In “51,” all of the five players are presented with an opportunity to score. This play is designed to create confusion and pressure on the defense, as well as create mismatches. Through creating an offensive advantage, the offense gains the opportunity to find the weak links in the opponents’ team defense or to attack weak individual defenders.

DIAGRAM 1: Initial setup. 1 is your point guard and should be centered a few feet past half court and a few feet behind the top of the key. The wing players are 2 and 3, and they are positioned in the corners behind the 3-point line. 4 is the post player on the low block, and 5 is the center in the middle of the free-throw half circle.

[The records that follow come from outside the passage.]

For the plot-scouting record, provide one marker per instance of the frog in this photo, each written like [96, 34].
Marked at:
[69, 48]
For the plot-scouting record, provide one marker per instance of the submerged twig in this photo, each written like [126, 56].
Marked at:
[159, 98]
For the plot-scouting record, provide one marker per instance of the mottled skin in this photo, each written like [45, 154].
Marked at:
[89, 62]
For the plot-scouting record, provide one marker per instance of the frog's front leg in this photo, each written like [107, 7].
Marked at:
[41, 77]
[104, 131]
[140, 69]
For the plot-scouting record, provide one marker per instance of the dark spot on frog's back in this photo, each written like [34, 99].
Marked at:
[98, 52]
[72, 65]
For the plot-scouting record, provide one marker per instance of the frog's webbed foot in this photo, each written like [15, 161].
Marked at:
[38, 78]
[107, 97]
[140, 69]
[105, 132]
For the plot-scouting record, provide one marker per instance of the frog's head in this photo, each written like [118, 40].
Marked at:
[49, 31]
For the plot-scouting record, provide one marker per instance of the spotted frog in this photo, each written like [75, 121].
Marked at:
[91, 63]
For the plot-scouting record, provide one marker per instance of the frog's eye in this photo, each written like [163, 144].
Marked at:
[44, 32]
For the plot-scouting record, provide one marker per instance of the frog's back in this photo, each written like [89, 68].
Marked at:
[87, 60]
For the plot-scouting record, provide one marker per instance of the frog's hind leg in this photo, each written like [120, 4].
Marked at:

You need a certain type of player at each position to make this successful. 1 needs to be a playmaker and someone who can dribble, pass and score while making smart decisions. 2 and 3 must be capable of hitting open shots. 4 should be a skilled post player who can hit shots, and 5 should be capable of scoring in the paint and setting effective screens.

DIAGRAM 2: First action. 1 brings the ball up with both wings positioned in the corners behind the 3-point line. 4 is on any post block they choose, and 5 is in the middle of the free-throw circle. 5 drops down and sets a screen for 4. Before the screen takes place, 4 puts their head directly under the basket, dead center in the paint.

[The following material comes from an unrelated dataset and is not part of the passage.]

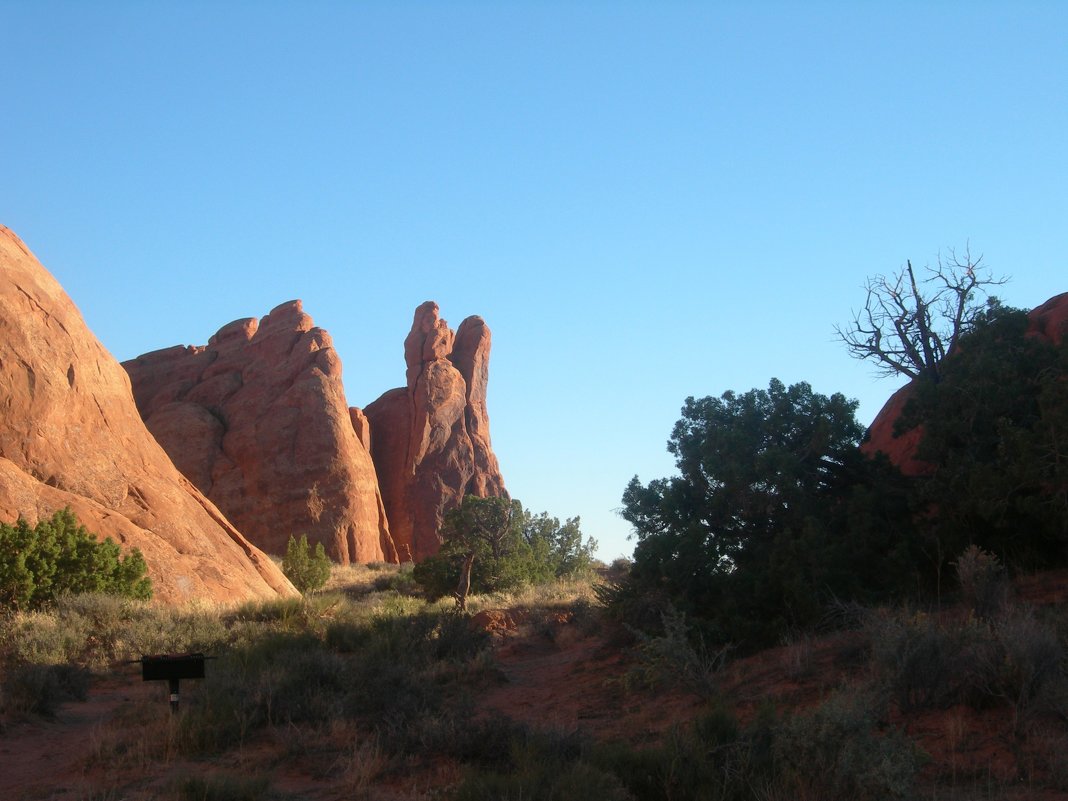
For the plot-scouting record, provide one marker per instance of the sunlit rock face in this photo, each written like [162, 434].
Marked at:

DIAGRAM 3: Sprint. After 5 sets the screen, he or she stays on the low block and plays behind the vision of the defender. After 4 receives the screen from 5, 4 sprints to the area where 1 is located (about 24 feet from the goal). He then sets a flat ball screen.

4 sprinting is very important to the success of this play. The point of receiving a screen from 5 and sprinting for the ball screen is separation. If 4 can create any kind of separation between them and the defender, the play is already leaning in the offense’s favor. If separation is created, the point guard has the advantage of coming off the flat screen because there is no hedge.

Breaking down ’51’

After the point guard receives the flat ball screen, his or her job is to attack the post, putting the defense at a disadvantage. The point guard has plenty of options when this occurs, and they must be able to make reads and put enough pressure on the defense to find the best opportunity to score.

The point guard should have four options:

  1. Attack the post and drive for the layup.
  2. Attack the post and make a defender guarding the corner vacate their position to help. If they do, the point guard can kick out to a wing player for a 3-point shot.
  3. Attack the post and try to find 5 playing behind the defender for a lob or a layup. If the point guard passes the post defender, someone has to help. Most likely, it’s the defender guarding 5.
  4. Attack the post and, as the point guard’s defender attempts to recover, flip the ball to 4 for the open shot.